Tim Burton’s Batman turns 25 today, believe it or not. And in the quarter-century since the movie was released, superhero movies have turned into a genre all their own. Some of have been more coherent than Batman, some have been slicker, some even more enjoyable. But none have been as off-kilter, confused, and passionate as the 1989 film—and that doesn’t bode well for the future of the genre.
Let’s get this out of the way first: Batman is not necessarily a good movie. Yes, there’s a lot that’s good about it—Michael Keaton made a surprisingly great Bruce Wayne, despite the fan outcry at his announcement, and the movie looks amazing thanks to Burton’s direction and Anton Furst’s production design—but overall the movie is as uneven as a mountain range. A lot of that can be put down to the performances, which range widely in intensity; at times, two people sharing a scene seem like they’re acting in entirely different movies (e.g., Michael Gough’s Alfred with Kim Basinger’s Vicki Vale, or Jack Nicholson with… well, anyone, really).
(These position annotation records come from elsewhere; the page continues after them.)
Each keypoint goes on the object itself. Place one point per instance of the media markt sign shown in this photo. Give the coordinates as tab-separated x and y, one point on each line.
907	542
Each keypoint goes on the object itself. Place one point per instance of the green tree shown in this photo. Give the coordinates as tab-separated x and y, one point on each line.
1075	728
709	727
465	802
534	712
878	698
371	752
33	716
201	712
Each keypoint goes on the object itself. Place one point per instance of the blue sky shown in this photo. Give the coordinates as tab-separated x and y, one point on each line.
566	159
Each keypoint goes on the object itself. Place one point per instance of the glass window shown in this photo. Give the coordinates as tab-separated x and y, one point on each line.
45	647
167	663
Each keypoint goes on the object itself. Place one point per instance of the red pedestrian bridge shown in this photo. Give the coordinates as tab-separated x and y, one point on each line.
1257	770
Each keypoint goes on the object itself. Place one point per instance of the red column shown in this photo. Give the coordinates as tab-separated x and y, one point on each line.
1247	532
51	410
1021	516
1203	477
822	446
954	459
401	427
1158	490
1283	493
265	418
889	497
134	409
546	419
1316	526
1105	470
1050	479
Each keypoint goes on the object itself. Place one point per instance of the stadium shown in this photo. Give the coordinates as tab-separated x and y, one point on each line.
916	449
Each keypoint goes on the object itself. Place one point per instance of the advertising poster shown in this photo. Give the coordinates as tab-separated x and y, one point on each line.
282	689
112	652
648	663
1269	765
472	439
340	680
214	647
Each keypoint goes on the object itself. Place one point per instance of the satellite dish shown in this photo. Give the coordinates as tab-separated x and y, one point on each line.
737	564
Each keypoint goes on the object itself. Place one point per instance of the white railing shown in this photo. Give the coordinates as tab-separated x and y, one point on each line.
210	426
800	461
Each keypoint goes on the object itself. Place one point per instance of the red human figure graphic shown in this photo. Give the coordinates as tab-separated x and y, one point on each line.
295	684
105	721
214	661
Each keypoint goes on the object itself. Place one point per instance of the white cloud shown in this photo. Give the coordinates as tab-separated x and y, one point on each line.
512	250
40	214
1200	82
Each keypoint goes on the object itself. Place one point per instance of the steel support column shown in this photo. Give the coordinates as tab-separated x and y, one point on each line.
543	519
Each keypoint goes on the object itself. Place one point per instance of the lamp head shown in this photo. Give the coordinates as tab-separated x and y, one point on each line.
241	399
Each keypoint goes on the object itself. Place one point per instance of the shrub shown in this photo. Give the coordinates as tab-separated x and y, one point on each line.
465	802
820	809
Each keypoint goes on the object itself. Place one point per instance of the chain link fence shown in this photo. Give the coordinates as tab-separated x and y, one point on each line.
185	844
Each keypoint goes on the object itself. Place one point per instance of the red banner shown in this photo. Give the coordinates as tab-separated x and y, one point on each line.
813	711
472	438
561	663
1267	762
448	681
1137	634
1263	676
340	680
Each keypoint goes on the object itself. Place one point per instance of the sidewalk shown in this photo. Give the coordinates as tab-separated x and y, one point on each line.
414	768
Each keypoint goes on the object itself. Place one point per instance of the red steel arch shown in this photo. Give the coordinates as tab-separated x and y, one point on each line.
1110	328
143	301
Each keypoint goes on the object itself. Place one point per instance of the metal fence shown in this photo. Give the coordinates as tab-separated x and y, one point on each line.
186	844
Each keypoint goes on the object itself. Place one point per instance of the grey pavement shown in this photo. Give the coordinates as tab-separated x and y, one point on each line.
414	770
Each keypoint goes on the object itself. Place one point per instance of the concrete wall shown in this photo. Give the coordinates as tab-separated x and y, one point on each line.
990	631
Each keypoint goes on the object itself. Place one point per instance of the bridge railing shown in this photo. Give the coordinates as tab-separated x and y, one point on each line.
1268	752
But the movie also reflects a struggle between Burton and Warner Bros. over just what a Batman movie should be. Burton came into Batman with a particular mission: to show the public a cinematic Caped Crusader as fraught as the one who first surfaced in Frank Miller’s The Dark Knight Returns, then continued in projects like Batman: Year One and The Killing Joke. Burton’s Batman, in his mind, would drop the camp caricature the vigilante had been saddled with since the 1960s television show and replace it with something more befitting of a character nicknamed the “dark knight.”